All editions through the night were kept on file, but in this case the file started from the second edition, after my story had been removed. When I confronted editor Mike Molloy he appeared genuinely confused, because he had gone home long before my story was ‘pulled’.
He told me not to worry about it and advised me to concentrate on ‘other stories.’ It was clear that he was not interested in finding out the truth about what had happened. I think he mumbled something about ‘it is best not to know.’ But I am prepared to accept that my old memory could be failing.
I cannot abide conspiracy theorists, but in this case I have always wondered what the heck happened that night. The mafia doctrine of ‘omerta’ had taken over editorial executives. Industrial editor Goodman knew nothing about it and made no attempts to find out.
I asked my mother to cut the story out of the paper and post it to my home in Staines, Middlesex, to ensure that I had a copy of the story for posterity. Months later my suspicions were confirmed.
John Kesby, the industrial correspondent of The Sunday Telegraph, met me in Fleet Street and said he had a ‘belting story’ for me because his newspaper had spiked it. Kesby said: “We received written proof in a document signed by Nicholas Ridley that Thatcher was planning to beat the miners. It was all set for page one, but somebody tipped off Downing Street.
“The editor was ordered to remove it from the newspaper. I do not know if Whitehall threatened a D-Notice, but ministers do not need to do that when they deal with the Daily or Sunday Telegraph. After all, our papers are in their pocket.”
I told Kesby that I had written the same story a few weeks earlier, but my story had been removed after the first edition on the orders of person or persons unknown.
Kesby had not seen that Mirror article because he lived in the south of England. My Mirror story had circulated in the north and south coast regions and had been flown abroad.
On that occasion my informant was not suspected, but he went a bridge too far when he passed on information about pit closures two years later during the miner’s year-long strike.

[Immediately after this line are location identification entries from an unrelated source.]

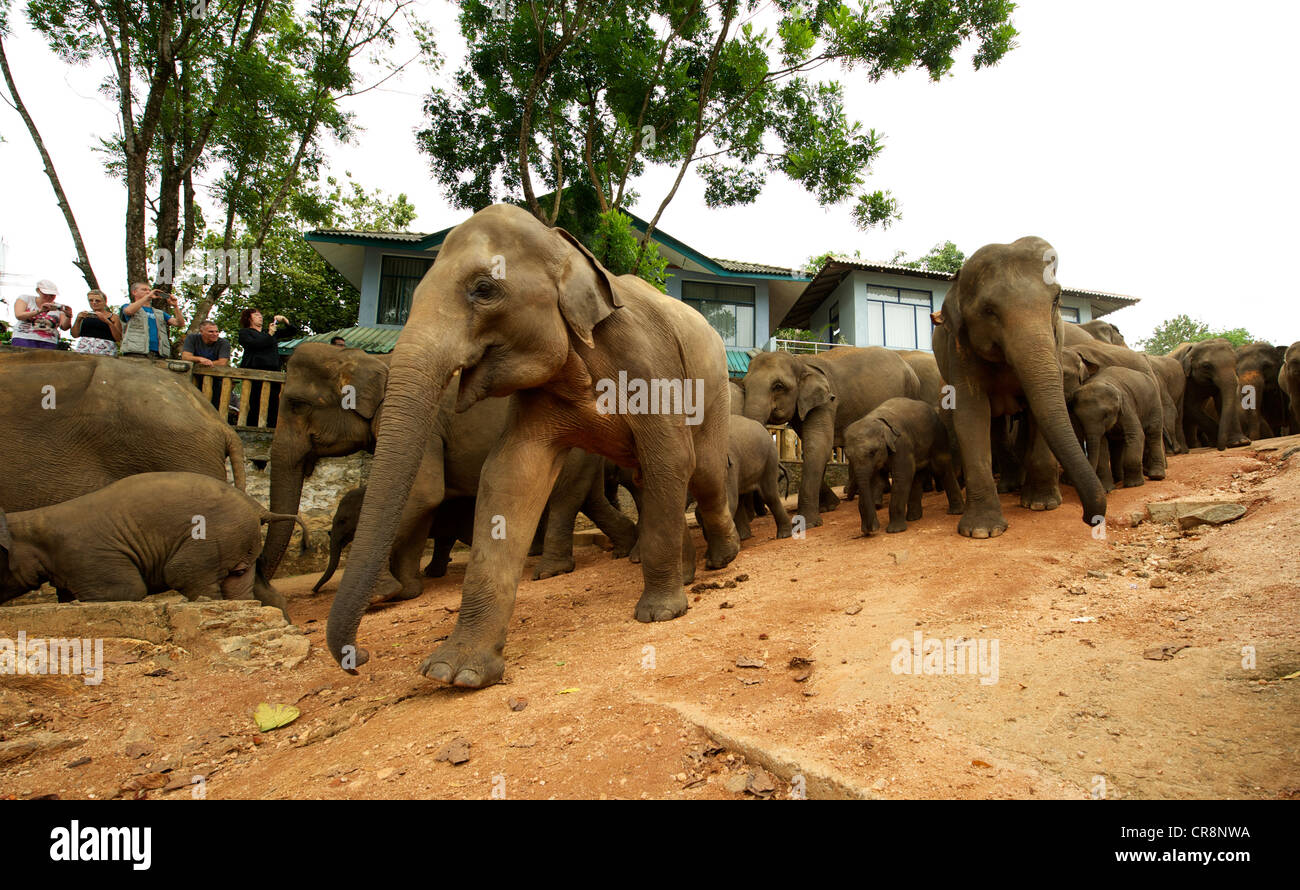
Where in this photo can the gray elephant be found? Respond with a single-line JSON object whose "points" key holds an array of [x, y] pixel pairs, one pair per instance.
{"points": [[597, 361], [1264, 404], [329, 407], [754, 468], [1104, 331], [1210, 372], [1121, 420], [1288, 381], [896, 441], [819, 395], [144, 534], [453, 520], [997, 341], [1169, 372], [105, 420]]}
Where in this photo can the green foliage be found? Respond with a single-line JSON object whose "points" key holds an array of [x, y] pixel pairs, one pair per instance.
{"points": [[941, 257], [615, 244], [599, 91], [1183, 329]]}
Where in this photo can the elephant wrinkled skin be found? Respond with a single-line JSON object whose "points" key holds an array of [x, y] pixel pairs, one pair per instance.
{"points": [[512, 307], [997, 341]]}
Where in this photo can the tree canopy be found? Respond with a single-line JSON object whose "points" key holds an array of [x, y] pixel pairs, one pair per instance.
{"points": [[597, 91]]}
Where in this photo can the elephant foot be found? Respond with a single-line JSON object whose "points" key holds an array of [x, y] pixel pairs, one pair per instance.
{"points": [[722, 552], [982, 522], [464, 664], [551, 568], [661, 607]]}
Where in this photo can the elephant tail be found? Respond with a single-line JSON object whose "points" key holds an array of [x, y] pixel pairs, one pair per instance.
{"points": [[234, 451], [286, 517]]}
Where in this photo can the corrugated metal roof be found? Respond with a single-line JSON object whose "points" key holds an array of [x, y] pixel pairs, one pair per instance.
{"points": [[372, 339], [758, 268]]}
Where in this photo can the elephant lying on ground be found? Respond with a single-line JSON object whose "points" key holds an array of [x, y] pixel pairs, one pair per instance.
{"points": [[997, 341], [330, 404], [1209, 368], [512, 307], [144, 534], [73, 424], [754, 468], [819, 396], [1288, 381], [1264, 406], [1121, 419], [898, 438]]}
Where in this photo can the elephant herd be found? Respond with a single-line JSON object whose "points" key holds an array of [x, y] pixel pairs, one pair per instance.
{"points": [[485, 428]]}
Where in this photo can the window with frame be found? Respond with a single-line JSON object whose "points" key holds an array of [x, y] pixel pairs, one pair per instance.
{"points": [[398, 279], [901, 316], [727, 308]]}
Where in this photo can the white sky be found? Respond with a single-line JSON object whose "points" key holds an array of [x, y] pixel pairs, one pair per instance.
{"points": [[1149, 142]]}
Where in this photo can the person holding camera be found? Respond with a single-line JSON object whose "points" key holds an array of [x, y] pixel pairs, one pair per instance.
{"points": [[39, 318], [146, 318], [261, 352], [96, 331]]}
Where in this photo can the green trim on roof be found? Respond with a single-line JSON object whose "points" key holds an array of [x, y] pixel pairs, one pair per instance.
{"points": [[377, 341], [737, 363]]}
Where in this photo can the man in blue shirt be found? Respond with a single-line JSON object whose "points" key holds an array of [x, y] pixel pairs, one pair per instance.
{"points": [[143, 335]]}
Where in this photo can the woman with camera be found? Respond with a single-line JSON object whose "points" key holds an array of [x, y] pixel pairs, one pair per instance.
{"points": [[39, 318], [99, 330]]}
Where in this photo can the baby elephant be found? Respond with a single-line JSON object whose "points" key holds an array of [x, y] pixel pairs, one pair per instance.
{"points": [[143, 534], [900, 437], [753, 467], [1119, 416]]}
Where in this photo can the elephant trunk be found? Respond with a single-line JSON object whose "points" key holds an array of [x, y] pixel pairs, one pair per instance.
{"points": [[286, 494], [1038, 365], [421, 369]]}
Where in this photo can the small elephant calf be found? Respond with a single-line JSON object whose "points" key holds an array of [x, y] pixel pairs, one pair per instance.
{"points": [[144, 534], [1119, 419], [900, 437], [753, 467]]}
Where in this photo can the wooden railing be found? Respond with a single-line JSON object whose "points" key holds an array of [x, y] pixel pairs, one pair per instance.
{"points": [[219, 383]]}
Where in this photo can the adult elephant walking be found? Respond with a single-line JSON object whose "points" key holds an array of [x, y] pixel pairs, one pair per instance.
{"points": [[1210, 372], [819, 396], [999, 343], [73, 424], [514, 307]]}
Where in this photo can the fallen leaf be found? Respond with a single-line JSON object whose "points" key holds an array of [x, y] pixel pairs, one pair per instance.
{"points": [[456, 751], [273, 716]]}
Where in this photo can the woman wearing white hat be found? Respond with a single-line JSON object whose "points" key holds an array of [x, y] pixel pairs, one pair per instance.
{"points": [[39, 318]]}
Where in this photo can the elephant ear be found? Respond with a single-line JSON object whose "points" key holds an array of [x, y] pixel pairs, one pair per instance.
{"points": [[814, 390], [367, 376], [586, 291]]}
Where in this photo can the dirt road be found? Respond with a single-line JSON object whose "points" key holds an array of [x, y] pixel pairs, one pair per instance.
{"points": [[1118, 667]]}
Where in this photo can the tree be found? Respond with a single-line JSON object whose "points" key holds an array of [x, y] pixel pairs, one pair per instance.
{"points": [[239, 91], [598, 90], [941, 257], [1183, 329]]}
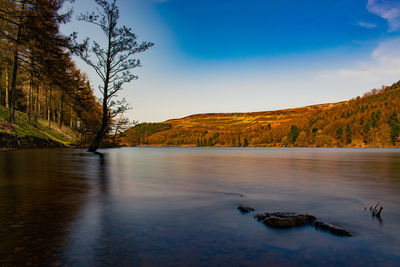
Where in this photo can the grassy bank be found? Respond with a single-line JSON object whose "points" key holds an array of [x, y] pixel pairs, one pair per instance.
{"points": [[23, 134]]}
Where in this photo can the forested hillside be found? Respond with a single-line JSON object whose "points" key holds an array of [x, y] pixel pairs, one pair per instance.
{"points": [[371, 120], [37, 74]]}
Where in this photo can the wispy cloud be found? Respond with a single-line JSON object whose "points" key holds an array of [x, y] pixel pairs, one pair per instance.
{"points": [[382, 67], [387, 9], [367, 25]]}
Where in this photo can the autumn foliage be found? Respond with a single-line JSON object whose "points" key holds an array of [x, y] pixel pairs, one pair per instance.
{"points": [[368, 121]]}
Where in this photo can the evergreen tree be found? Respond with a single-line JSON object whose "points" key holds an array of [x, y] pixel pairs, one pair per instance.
{"points": [[394, 123], [339, 134], [246, 142], [293, 134], [349, 134]]}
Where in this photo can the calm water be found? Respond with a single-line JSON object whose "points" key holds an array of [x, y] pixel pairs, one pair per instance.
{"points": [[177, 206]]}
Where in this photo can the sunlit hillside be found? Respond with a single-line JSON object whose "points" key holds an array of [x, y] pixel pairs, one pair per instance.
{"points": [[371, 120]]}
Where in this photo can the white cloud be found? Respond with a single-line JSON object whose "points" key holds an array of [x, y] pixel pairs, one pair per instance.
{"points": [[366, 25], [382, 67], [387, 9]]}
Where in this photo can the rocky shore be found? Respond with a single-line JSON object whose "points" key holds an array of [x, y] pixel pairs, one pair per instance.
{"points": [[11, 142]]}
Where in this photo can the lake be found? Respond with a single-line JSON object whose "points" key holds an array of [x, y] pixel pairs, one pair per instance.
{"points": [[178, 206]]}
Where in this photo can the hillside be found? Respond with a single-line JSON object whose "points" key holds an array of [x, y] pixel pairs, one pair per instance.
{"points": [[368, 121], [25, 135]]}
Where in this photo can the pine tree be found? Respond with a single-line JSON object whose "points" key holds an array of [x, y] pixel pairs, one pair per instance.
{"points": [[349, 134]]}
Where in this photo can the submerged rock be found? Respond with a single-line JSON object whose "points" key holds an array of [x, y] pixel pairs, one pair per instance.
{"points": [[244, 209], [285, 219], [331, 228]]}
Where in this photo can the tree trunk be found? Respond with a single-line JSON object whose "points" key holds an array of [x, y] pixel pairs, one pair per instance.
{"points": [[15, 70], [60, 106], [37, 103], [29, 102], [7, 99], [49, 108]]}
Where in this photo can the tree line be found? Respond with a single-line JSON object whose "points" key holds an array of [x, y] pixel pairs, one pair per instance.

Sir Ian MacGregor, chairman of the National Coal Board, had vehemently denied that there was a secret ‘hit list’ of collieries to be axed. My mate knew that the NCB was lying and could prove it.
He had seen another letter written by a minister and asked if I would like a copy. He reckoned that he could get it out of the files, show it to me, and return it without anyone knowing. But he said that only a few people had access to that particular filing cabinet.

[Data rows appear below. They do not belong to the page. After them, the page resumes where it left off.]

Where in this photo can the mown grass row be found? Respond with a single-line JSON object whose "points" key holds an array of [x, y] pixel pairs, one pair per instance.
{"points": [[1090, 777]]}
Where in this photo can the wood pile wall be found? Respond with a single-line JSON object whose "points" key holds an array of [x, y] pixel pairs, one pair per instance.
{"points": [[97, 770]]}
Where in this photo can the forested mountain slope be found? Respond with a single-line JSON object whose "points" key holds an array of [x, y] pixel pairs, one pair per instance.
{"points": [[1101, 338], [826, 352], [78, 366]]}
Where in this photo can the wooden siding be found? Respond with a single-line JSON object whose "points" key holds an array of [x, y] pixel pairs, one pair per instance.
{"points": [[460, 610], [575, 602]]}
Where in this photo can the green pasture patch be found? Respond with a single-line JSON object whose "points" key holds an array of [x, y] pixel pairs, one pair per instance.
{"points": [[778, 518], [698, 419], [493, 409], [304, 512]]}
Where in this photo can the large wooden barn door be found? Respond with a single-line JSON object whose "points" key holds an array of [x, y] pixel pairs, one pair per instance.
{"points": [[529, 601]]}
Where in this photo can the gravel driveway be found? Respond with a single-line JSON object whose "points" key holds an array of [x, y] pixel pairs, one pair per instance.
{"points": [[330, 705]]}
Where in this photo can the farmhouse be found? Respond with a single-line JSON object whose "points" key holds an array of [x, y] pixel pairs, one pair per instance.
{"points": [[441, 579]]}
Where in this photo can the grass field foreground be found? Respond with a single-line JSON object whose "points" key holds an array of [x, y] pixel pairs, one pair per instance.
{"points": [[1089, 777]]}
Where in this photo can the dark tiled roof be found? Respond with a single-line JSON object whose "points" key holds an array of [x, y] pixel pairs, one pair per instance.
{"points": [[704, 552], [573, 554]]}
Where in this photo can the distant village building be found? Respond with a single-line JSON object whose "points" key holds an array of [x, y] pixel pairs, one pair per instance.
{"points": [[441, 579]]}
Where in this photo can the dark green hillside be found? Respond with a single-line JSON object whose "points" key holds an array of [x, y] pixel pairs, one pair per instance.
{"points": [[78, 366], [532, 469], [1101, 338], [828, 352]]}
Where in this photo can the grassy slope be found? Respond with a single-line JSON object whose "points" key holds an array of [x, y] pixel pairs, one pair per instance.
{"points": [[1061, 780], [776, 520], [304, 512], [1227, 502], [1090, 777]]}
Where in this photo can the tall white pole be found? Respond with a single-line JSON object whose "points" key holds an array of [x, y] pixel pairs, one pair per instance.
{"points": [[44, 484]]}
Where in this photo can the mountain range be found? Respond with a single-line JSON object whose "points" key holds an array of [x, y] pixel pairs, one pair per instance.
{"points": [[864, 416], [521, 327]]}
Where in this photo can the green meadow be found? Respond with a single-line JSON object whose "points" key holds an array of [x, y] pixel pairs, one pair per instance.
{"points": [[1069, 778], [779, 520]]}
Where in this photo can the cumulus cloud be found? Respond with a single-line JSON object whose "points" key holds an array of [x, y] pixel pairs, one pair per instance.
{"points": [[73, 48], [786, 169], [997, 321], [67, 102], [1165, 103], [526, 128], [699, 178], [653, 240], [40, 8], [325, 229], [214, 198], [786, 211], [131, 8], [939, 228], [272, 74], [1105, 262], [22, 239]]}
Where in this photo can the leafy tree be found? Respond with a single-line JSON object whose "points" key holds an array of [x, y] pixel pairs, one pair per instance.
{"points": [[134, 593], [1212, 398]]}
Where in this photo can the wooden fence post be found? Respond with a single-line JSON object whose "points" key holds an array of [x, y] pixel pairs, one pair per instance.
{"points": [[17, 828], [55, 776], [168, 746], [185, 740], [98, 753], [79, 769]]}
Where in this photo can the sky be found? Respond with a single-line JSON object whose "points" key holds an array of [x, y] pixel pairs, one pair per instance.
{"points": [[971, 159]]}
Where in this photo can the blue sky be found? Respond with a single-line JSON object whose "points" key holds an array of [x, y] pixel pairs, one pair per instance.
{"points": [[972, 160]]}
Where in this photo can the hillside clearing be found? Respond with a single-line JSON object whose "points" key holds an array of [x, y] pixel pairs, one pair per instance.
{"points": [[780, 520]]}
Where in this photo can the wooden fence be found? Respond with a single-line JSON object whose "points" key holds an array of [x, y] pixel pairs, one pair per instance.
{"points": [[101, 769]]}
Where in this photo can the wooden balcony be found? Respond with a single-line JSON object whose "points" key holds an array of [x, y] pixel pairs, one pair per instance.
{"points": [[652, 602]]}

By now I had become wise to Government ‘leak inquiries’ and how efficiently and ruthlessly they operated. After the ‘Siege ‘82’ experience I urged him to leave the Downing Street correspondence where it was. But I said: “Could you memorise it and give me the details?”
He said he was blessed with a good memory and he did just that. The story made page one and was followed up by radio and TV, as well as the rival newspapers.

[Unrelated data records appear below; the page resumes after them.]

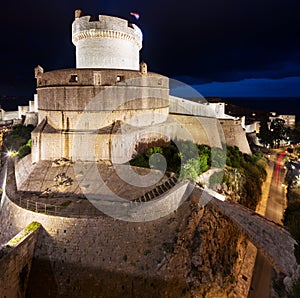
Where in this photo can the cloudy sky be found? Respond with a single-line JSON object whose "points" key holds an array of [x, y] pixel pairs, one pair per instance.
{"points": [[223, 48]]}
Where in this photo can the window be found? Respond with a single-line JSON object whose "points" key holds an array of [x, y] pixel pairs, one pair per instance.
{"points": [[119, 79], [73, 79]]}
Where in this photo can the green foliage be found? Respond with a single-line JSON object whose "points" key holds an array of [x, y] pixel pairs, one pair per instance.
{"points": [[184, 158], [31, 227], [23, 151], [216, 178], [190, 170], [252, 168]]}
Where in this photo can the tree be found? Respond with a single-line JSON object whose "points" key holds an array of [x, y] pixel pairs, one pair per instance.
{"points": [[265, 135]]}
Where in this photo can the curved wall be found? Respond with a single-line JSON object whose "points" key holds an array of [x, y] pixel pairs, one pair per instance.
{"points": [[109, 42]]}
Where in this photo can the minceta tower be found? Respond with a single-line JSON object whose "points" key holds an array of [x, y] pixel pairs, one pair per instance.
{"points": [[90, 112]]}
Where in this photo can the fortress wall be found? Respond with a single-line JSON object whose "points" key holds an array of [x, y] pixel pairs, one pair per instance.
{"points": [[84, 120], [23, 169], [119, 143], [89, 54], [187, 107], [235, 135], [15, 267], [98, 77], [214, 132], [102, 99]]}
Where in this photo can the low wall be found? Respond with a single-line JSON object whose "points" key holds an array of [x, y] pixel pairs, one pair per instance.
{"points": [[15, 265]]}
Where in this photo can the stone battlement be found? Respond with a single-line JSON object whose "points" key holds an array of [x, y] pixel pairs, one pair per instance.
{"points": [[94, 41]]}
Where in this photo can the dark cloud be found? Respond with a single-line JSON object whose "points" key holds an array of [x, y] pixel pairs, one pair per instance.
{"points": [[203, 41]]}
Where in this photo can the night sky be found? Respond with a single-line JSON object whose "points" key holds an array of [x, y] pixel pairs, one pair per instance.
{"points": [[223, 48]]}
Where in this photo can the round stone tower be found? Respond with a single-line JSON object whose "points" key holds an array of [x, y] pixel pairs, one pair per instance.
{"points": [[110, 42]]}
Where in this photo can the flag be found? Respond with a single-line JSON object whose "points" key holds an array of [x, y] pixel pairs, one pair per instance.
{"points": [[135, 14]]}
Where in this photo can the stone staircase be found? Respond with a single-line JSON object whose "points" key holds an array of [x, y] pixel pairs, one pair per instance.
{"points": [[157, 191]]}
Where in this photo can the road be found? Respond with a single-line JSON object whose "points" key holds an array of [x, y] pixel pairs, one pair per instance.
{"points": [[274, 208]]}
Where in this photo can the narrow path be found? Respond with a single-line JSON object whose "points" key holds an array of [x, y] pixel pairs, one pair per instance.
{"points": [[272, 206]]}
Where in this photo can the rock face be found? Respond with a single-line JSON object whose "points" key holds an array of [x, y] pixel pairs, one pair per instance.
{"points": [[190, 253]]}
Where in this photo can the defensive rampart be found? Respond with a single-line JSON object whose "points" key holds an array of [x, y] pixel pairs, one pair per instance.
{"points": [[15, 263]]}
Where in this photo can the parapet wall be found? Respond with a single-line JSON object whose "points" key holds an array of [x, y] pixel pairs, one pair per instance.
{"points": [[71, 249], [15, 266], [109, 42]]}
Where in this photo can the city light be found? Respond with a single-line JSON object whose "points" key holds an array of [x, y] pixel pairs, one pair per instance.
{"points": [[10, 153]]}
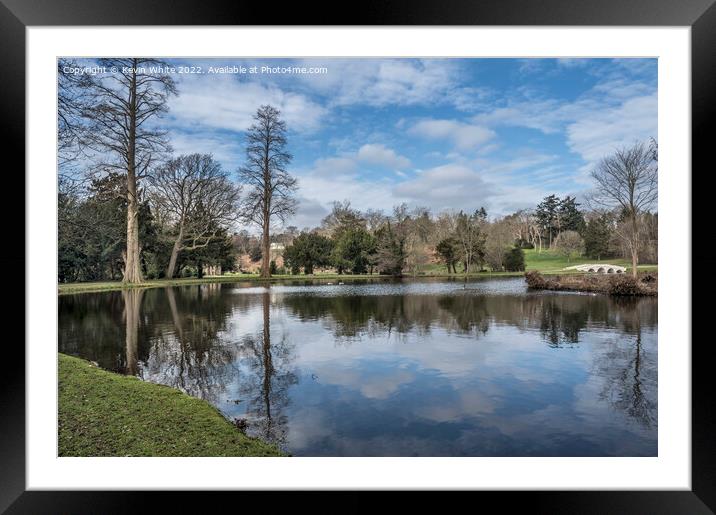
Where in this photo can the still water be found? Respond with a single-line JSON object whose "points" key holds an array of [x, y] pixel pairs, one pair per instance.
{"points": [[392, 368]]}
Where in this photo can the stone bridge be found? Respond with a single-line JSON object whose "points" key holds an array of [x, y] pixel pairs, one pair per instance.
{"points": [[599, 268]]}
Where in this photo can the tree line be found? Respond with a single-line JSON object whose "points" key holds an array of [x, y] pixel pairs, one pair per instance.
{"points": [[129, 209]]}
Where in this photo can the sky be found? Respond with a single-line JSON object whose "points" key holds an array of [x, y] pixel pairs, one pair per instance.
{"points": [[437, 133]]}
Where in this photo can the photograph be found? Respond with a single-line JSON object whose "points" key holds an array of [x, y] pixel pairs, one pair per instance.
{"points": [[357, 256]]}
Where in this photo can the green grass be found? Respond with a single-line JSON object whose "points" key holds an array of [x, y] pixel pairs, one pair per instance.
{"points": [[69, 288], [106, 414], [546, 262]]}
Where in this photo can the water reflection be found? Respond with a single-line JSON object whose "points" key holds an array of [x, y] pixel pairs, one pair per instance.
{"points": [[410, 368]]}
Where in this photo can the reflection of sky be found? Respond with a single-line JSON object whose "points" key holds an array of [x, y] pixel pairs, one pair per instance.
{"points": [[502, 392]]}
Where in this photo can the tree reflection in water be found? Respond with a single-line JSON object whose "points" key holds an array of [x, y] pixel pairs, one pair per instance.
{"points": [[191, 352], [630, 371], [265, 387], [225, 343], [132, 313]]}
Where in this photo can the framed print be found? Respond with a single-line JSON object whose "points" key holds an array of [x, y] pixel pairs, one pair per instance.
{"points": [[418, 249]]}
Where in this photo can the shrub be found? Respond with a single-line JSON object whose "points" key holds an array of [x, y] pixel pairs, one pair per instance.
{"points": [[648, 278], [535, 280], [514, 260], [624, 285]]}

But as far as my ‘mole’ was concerned, s*** hit the fan. There was a leak inquiry and they flushed him out. The investigators were retired Scotland Yard detectives, so Whitehall mandarins and ministers only employ the best when they have a ‘mole’ on their hands. The spooks had clearly done their homework and discovered that my contact and I were old drinking buddies. It would have been foolish of him to deny it.
They asked him: “Did you disclose the information to this man Pattinson?” He denied it because he knew they had no proof. He said: “I am bound by the Official Secrets Act. I would never disclose anything to a journalist. I have met Pattinson at beer festivals but that is about it.”
We agreed never to meet again and he asked me never to telephone him at work or at home. He reckoned his phones were now bugged. He was obviously worried about his job and his pension and who can blame him?
Before he left the interrogation room one of the detectives said: “Keep your mouth shut, particularly when you have had a few beers.”
It was 34 years before the ‘mole’ and I met again. It was at a beer festival. All we talked about was ‘real ale’.